Se publica por primera vez un manuscrito de 1783 del boticario de Silos Fray Isidoro Saracha, que recomendaba sustituir el azúcar por la miel para llevar una alimentación saludable.

En los últimos años los científicos han coincidido en la idea de que el azúcar es uno de los principales responsables de la enfermedad cardiovascular, y que sus efectos nocivos han sido voluntariamente memorizados y atribuidos a un chivo expiatorio: las grasas. No obstante existe alguien que podría decir “ya os lo dije”, si no fuera porque murió hace 213 años: Fray Isidoro Saracha, monje benedictino y botánico que ejerció como boticario del Monasterio de Santo Domingo de Silos desde 1745 a 1803. En su obra Economía médico-salutífera, escrita en 1783, Saracha recomendaba algo muy sencillo pero definitivo: menos azúcar y más miel.

El manuscrito de Saracha ha permanecido inédito hasta ahora. Gracias a la labor del experto en paleografía y exarchivero de Silos: Miguel Carlos Vivancos y del geógrafo y periodista ambiental César-Javier Palacios, la obra del monje ha visto por fin la luz en una edición que se ha presentado recientemente. El manuscrito ha sido publicado por la editorial La Trébere y viene prologado por Odile Rodríguez de la Fuente, bióloga y directora de la Fundación Félix Rodríguez de la Fuente.

Un nutricionista antes de la hora

Nacido en Casalarreina (La Rioja) en 1733, Saracha se dedicó a la botánica y convirtió la botica de Silos en una de las más importantes de su época. Su correspondencia con el Real Jardín Botánico y con expertos de otros países europeos le ganaron el reconocimiento de sus colegas. Hoy un género de plantas andinas lleva su nombre, Saracha, un gesto que le dedicaron los botánicos José Pavón e Hipólito Ruiz durante la Expedición Botánica al Virreinato del Perú en 1777.

El monje tenía una inquietud no tan frecuente en su época: la alimentación saludable, una preocupación que no se generalizaría hasta el siglo XX. Según cuenta Palacios, fue un permiso de dos meses de su régimen de clausura el que le permitió visitar los Reales Hospitales en Madrid. Allí comprobó que a los pacientes se les suministraba un exceso de azúcar, algo que él creía perjudicial frente a la opción más sana de la miel.

“Saracha se lo comentó al responsable de los Reales Hospitales, el Duque de Híjar, y éste le aconsejó escribir un libro, ya que sería de mucho interés para los médicos”, recuerda Palacios. Así que el monje se puso manos a la obra: a su experiencia como boticario añadió todos los libros que pudo comprar con sus escasos recursos. Se apoyó en conocimientos ya presentes en la ciencia de entonces, pero también en la idea, inspirada por su vocación religiosa, de que Dios había dispuesto una inmensa botica en la naturaleza para que los pobres tuvieran acceso a los remedios contra sus enfermedades.

Dos siglos de olvido

Saracha trató de poner en valor un producto autóctono; de hecho, la referencia más antigua que hoy se conoce de la recolección de miel es una pintura de hace 8.000 años en las Cuevas de la Araña de Valencia. Pero además, durante su labor propuso la puesta en marcha de una red de científicos al mando de pequeños jardines botánicos comarcales.

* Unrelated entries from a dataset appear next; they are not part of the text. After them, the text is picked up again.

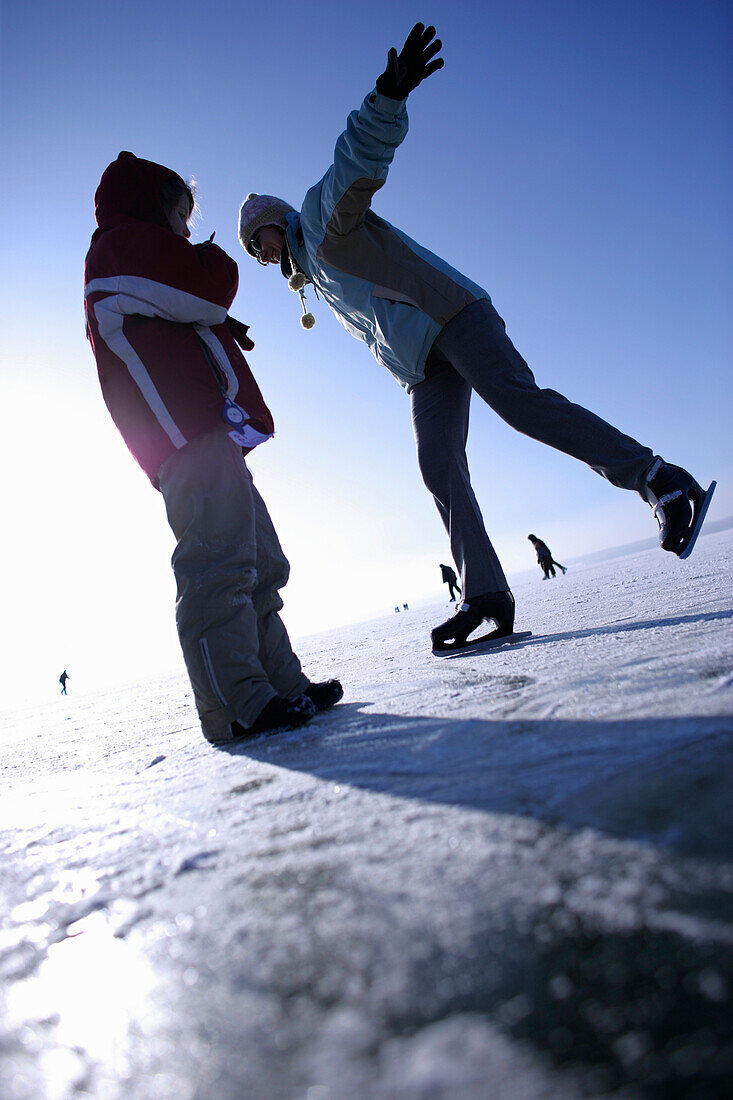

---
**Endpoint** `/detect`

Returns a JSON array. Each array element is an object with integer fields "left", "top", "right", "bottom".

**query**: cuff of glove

[
  {"left": 226, "top": 317, "right": 255, "bottom": 351},
  {"left": 367, "top": 88, "right": 408, "bottom": 113}
]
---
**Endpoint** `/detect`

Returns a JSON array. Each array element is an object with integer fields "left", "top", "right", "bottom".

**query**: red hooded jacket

[{"left": 84, "top": 152, "right": 274, "bottom": 486}]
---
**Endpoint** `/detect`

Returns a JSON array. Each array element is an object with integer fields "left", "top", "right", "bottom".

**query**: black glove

[
  {"left": 375, "top": 22, "right": 443, "bottom": 100},
  {"left": 225, "top": 315, "right": 254, "bottom": 351}
]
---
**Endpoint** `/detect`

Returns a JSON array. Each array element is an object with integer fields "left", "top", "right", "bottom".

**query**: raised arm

[{"left": 303, "top": 23, "right": 444, "bottom": 241}]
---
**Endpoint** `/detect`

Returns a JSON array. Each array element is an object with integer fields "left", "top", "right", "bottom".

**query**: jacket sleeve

[
  {"left": 305, "top": 91, "right": 409, "bottom": 241},
  {"left": 85, "top": 223, "right": 239, "bottom": 327}
]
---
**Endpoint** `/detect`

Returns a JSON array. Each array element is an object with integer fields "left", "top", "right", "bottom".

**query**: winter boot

[
  {"left": 642, "top": 459, "right": 716, "bottom": 559},
  {"left": 304, "top": 678, "right": 344, "bottom": 712},
  {"left": 232, "top": 693, "right": 316, "bottom": 740},
  {"left": 431, "top": 591, "right": 515, "bottom": 653}
]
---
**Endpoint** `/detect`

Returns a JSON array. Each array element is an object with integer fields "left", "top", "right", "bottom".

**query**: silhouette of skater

[
  {"left": 440, "top": 564, "right": 462, "bottom": 601},
  {"left": 528, "top": 535, "right": 566, "bottom": 580},
  {"left": 59, "top": 670, "right": 70, "bottom": 694},
  {"left": 239, "top": 21, "right": 715, "bottom": 655},
  {"left": 85, "top": 153, "right": 341, "bottom": 744}
]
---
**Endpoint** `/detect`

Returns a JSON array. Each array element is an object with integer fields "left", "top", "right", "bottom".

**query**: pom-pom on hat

[{"left": 238, "top": 193, "right": 294, "bottom": 257}]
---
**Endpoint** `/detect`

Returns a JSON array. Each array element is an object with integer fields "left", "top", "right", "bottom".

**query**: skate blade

[
  {"left": 678, "top": 481, "right": 716, "bottom": 559},
  {"left": 432, "top": 630, "right": 532, "bottom": 656}
]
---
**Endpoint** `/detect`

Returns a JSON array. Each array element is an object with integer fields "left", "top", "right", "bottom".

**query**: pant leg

[
  {"left": 410, "top": 361, "right": 509, "bottom": 597},
  {"left": 158, "top": 428, "right": 279, "bottom": 742},
  {"left": 432, "top": 300, "right": 655, "bottom": 493},
  {"left": 249, "top": 479, "right": 309, "bottom": 700}
]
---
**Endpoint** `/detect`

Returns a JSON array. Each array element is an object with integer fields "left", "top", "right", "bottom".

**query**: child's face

[
  {"left": 253, "top": 225, "right": 285, "bottom": 265},
  {"left": 167, "top": 195, "right": 191, "bottom": 239}
]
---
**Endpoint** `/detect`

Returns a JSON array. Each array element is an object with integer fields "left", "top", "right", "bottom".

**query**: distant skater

[
  {"left": 440, "top": 564, "right": 462, "bottom": 601},
  {"left": 528, "top": 535, "right": 567, "bottom": 580},
  {"left": 238, "top": 22, "right": 715, "bottom": 654},
  {"left": 59, "top": 670, "right": 69, "bottom": 695}
]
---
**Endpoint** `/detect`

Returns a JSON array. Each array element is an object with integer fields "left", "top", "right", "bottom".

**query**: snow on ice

[{"left": 1, "top": 528, "right": 732, "bottom": 1099}]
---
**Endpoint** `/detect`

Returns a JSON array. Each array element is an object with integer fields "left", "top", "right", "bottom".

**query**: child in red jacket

[{"left": 85, "top": 152, "right": 341, "bottom": 743}]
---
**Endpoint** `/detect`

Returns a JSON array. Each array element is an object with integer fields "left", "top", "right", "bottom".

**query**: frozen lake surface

[{"left": 2, "top": 529, "right": 732, "bottom": 1099}]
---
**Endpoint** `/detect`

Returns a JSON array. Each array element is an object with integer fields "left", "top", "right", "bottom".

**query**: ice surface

[{"left": 1, "top": 530, "right": 732, "bottom": 1099}]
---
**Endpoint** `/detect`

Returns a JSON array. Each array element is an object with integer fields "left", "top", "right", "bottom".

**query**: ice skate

[
  {"left": 431, "top": 591, "right": 517, "bottom": 654},
  {"left": 643, "top": 459, "right": 716, "bottom": 559},
  {"left": 232, "top": 693, "right": 316, "bottom": 740},
  {"left": 304, "top": 678, "right": 343, "bottom": 712}
]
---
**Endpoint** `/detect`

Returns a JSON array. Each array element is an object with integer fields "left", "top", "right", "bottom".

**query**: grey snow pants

[
  {"left": 158, "top": 427, "right": 308, "bottom": 743},
  {"left": 411, "top": 299, "right": 655, "bottom": 598}
]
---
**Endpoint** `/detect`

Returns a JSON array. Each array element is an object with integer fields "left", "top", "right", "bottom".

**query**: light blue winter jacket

[{"left": 284, "top": 91, "right": 490, "bottom": 392}]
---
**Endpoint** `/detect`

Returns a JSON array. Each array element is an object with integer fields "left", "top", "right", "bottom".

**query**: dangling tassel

[
  {"left": 299, "top": 290, "right": 315, "bottom": 329},
  {"left": 283, "top": 237, "right": 315, "bottom": 328},
  {"left": 284, "top": 237, "right": 305, "bottom": 291}
]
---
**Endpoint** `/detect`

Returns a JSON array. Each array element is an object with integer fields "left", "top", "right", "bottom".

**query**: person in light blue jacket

[{"left": 238, "top": 23, "right": 715, "bottom": 654}]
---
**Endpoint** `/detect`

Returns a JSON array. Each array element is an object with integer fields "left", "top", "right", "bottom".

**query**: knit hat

[{"left": 238, "top": 193, "right": 294, "bottom": 257}]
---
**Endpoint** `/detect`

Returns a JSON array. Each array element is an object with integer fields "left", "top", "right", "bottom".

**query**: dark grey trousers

[
  {"left": 410, "top": 299, "right": 655, "bottom": 598},
  {"left": 158, "top": 427, "right": 308, "bottom": 742}
]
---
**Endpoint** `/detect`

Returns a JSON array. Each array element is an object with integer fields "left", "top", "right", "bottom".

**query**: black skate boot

[
  {"left": 642, "top": 459, "right": 716, "bottom": 559},
  {"left": 431, "top": 591, "right": 516, "bottom": 654},
  {"left": 232, "top": 693, "right": 316, "bottom": 740},
  {"left": 304, "top": 678, "right": 343, "bottom": 712}
]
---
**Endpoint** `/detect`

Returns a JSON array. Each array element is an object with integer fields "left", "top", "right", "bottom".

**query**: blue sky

[{"left": 1, "top": 0, "right": 730, "bottom": 705}]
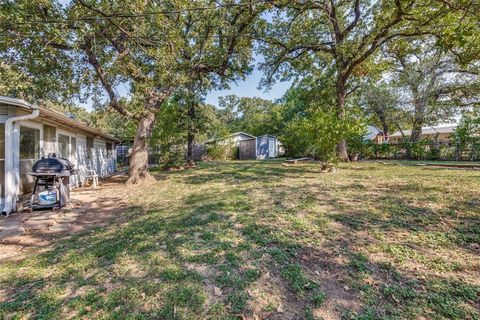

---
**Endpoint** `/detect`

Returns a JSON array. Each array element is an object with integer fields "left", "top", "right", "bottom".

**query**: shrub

[
  {"left": 206, "top": 143, "right": 237, "bottom": 161},
  {"left": 160, "top": 144, "right": 186, "bottom": 169},
  {"left": 280, "top": 106, "right": 365, "bottom": 164}
]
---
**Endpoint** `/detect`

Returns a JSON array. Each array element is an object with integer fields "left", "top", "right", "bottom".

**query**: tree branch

[
  {"left": 342, "top": 0, "right": 361, "bottom": 38},
  {"left": 82, "top": 36, "right": 139, "bottom": 120}
]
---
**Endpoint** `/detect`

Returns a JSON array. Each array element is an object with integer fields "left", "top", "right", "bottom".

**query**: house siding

[{"left": 1, "top": 106, "right": 117, "bottom": 198}]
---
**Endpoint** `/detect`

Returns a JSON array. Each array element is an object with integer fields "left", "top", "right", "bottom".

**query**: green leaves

[{"left": 281, "top": 105, "right": 366, "bottom": 163}]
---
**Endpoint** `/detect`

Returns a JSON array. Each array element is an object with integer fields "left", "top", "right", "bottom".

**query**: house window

[
  {"left": 43, "top": 124, "right": 56, "bottom": 155},
  {"left": 0, "top": 105, "right": 7, "bottom": 115},
  {"left": 70, "top": 137, "right": 77, "bottom": 162},
  {"left": 20, "top": 126, "right": 40, "bottom": 159},
  {"left": 86, "top": 137, "right": 94, "bottom": 158},
  {"left": 58, "top": 134, "right": 70, "bottom": 159},
  {"left": 106, "top": 142, "right": 112, "bottom": 157}
]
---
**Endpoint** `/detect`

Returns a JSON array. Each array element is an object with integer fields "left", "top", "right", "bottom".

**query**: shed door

[
  {"left": 77, "top": 138, "right": 87, "bottom": 167},
  {"left": 268, "top": 138, "right": 276, "bottom": 158},
  {"left": 239, "top": 140, "right": 256, "bottom": 160},
  {"left": 256, "top": 137, "right": 269, "bottom": 159}
]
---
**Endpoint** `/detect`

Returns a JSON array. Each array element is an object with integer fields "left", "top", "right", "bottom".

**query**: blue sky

[
  {"left": 57, "top": 0, "right": 290, "bottom": 109},
  {"left": 204, "top": 64, "right": 291, "bottom": 106},
  {"left": 78, "top": 61, "right": 291, "bottom": 110}
]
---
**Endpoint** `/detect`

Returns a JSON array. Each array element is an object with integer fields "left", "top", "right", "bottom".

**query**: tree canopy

[{"left": 1, "top": 0, "right": 263, "bottom": 182}]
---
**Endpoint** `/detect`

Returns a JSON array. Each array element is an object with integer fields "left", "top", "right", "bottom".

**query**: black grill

[
  {"left": 32, "top": 157, "right": 75, "bottom": 176},
  {"left": 29, "top": 155, "right": 76, "bottom": 210}
]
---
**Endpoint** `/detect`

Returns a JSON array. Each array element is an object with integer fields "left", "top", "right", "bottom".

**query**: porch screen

[
  {"left": 87, "top": 137, "right": 94, "bottom": 158},
  {"left": 0, "top": 124, "right": 4, "bottom": 198},
  {"left": 58, "top": 134, "right": 69, "bottom": 159},
  {"left": 43, "top": 124, "right": 56, "bottom": 155},
  {"left": 70, "top": 137, "right": 77, "bottom": 163},
  {"left": 20, "top": 126, "right": 40, "bottom": 159}
]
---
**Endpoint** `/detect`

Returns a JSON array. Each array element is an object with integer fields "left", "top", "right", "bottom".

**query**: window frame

[
  {"left": 56, "top": 129, "right": 78, "bottom": 163},
  {"left": 86, "top": 137, "right": 94, "bottom": 159},
  {"left": 57, "top": 132, "right": 70, "bottom": 159},
  {"left": 18, "top": 122, "right": 42, "bottom": 160}
]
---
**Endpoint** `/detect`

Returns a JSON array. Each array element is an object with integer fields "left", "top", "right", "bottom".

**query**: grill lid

[{"left": 32, "top": 156, "right": 75, "bottom": 176}]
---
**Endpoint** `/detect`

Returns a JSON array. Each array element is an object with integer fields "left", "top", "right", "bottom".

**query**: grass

[{"left": 1, "top": 160, "right": 479, "bottom": 319}]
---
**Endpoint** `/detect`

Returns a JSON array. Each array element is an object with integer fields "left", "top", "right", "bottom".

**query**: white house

[
  {"left": 1, "top": 96, "right": 119, "bottom": 214},
  {"left": 389, "top": 124, "right": 458, "bottom": 144}
]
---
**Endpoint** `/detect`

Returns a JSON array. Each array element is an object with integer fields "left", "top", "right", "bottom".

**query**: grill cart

[{"left": 29, "top": 156, "right": 76, "bottom": 210}]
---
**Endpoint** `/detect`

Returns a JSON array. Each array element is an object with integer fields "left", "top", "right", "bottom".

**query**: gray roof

[
  {"left": 0, "top": 96, "right": 120, "bottom": 142},
  {"left": 230, "top": 132, "right": 256, "bottom": 139},
  {"left": 364, "top": 125, "right": 383, "bottom": 140}
]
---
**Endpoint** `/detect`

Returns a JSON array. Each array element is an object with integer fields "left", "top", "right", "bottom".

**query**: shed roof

[
  {"left": 0, "top": 96, "right": 120, "bottom": 143},
  {"left": 256, "top": 134, "right": 277, "bottom": 139},
  {"left": 364, "top": 125, "right": 383, "bottom": 140},
  {"left": 230, "top": 132, "right": 256, "bottom": 139}
]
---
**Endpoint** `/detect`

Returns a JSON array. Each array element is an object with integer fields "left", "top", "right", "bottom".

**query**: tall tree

[
  {"left": 258, "top": 0, "right": 472, "bottom": 161},
  {"left": 386, "top": 39, "right": 479, "bottom": 144},
  {"left": 359, "top": 82, "right": 403, "bottom": 139},
  {"left": 218, "top": 95, "right": 277, "bottom": 136},
  {"left": 1, "top": 0, "right": 262, "bottom": 183}
]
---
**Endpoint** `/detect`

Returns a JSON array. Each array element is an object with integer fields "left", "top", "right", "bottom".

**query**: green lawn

[{"left": 1, "top": 161, "right": 479, "bottom": 319}]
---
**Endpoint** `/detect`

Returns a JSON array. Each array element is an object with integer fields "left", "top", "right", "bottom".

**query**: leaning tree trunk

[
  {"left": 336, "top": 76, "right": 350, "bottom": 162},
  {"left": 186, "top": 101, "right": 196, "bottom": 162},
  {"left": 127, "top": 112, "right": 157, "bottom": 184}
]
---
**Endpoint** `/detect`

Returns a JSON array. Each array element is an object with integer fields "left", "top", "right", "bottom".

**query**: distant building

[
  {"left": 389, "top": 124, "right": 458, "bottom": 144},
  {"left": 205, "top": 132, "right": 280, "bottom": 160},
  {"left": 238, "top": 135, "right": 279, "bottom": 160},
  {"left": 364, "top": 125, "right": 385, "bottom": 144}
]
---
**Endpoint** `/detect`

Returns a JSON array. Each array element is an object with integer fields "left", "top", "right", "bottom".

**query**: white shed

[{"left": 1, "top": 96, "right": 119, "bottom": 214}]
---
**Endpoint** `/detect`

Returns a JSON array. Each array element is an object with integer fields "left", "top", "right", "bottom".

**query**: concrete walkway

[{"left": 0, "top": 174, "right": 130, "bottom": 261}]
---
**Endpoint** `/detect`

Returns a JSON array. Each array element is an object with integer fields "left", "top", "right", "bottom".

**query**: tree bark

[
  {"left": 410, "top": 97, "right": 426, "bottom": 144},
  {"left": 186, "top": 101, "right": 196, "bottom": 162},
  {"left": 407, "top": 99, "right": 425, "bottom": 159},
  {"left": 374, "top": 107, "right": 389, "bottom": 139},
  {"left": 127, "top": 112, "right": 157, "bottom": 184},
  {"left": 336, "top": 75, "right": 350, "bottom": 162}
]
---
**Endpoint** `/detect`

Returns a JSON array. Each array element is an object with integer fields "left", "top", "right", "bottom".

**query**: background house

[
  {"left": 389, "top": 124, "right": 458, "bottom": 144},
  {"left": 1, "top": 96, "right": 119, "bottom": 214},
  {"left": 364, "top": 125, "right": 385, "bottom": 144}
]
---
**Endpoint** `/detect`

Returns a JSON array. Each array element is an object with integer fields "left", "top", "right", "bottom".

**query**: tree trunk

[
  {"left": 382, "top": 123, "right": 389, "bottom": 140},
  {"left": 336, "top": 76, "right": 350, "bottom": 162},
  {"left": 127, "top": 112, "right": 157, "bottom": 184},
  {"left": 375, "top": 107, "right": 389, "bottom": 141},
  {"left": 407, "top": 100, "right": 425, "bottom": 159},
  {"left": 186, "top": 101, "right": 196, "bottom": 162}
]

Sin embargo, el manuscrito no obtuvo el éxito esperado. A pesar de que el Duque de Híjar se empeñó en dar a conocer la obra de Saracha, los médicos de la época no estaban muy dispuestos a escuchar los consejos de “un monje palurdo” que recomendaba sustituir el azúcar por la miel en los hospitales. El volumen quedó inédito en el archivo del monasterio.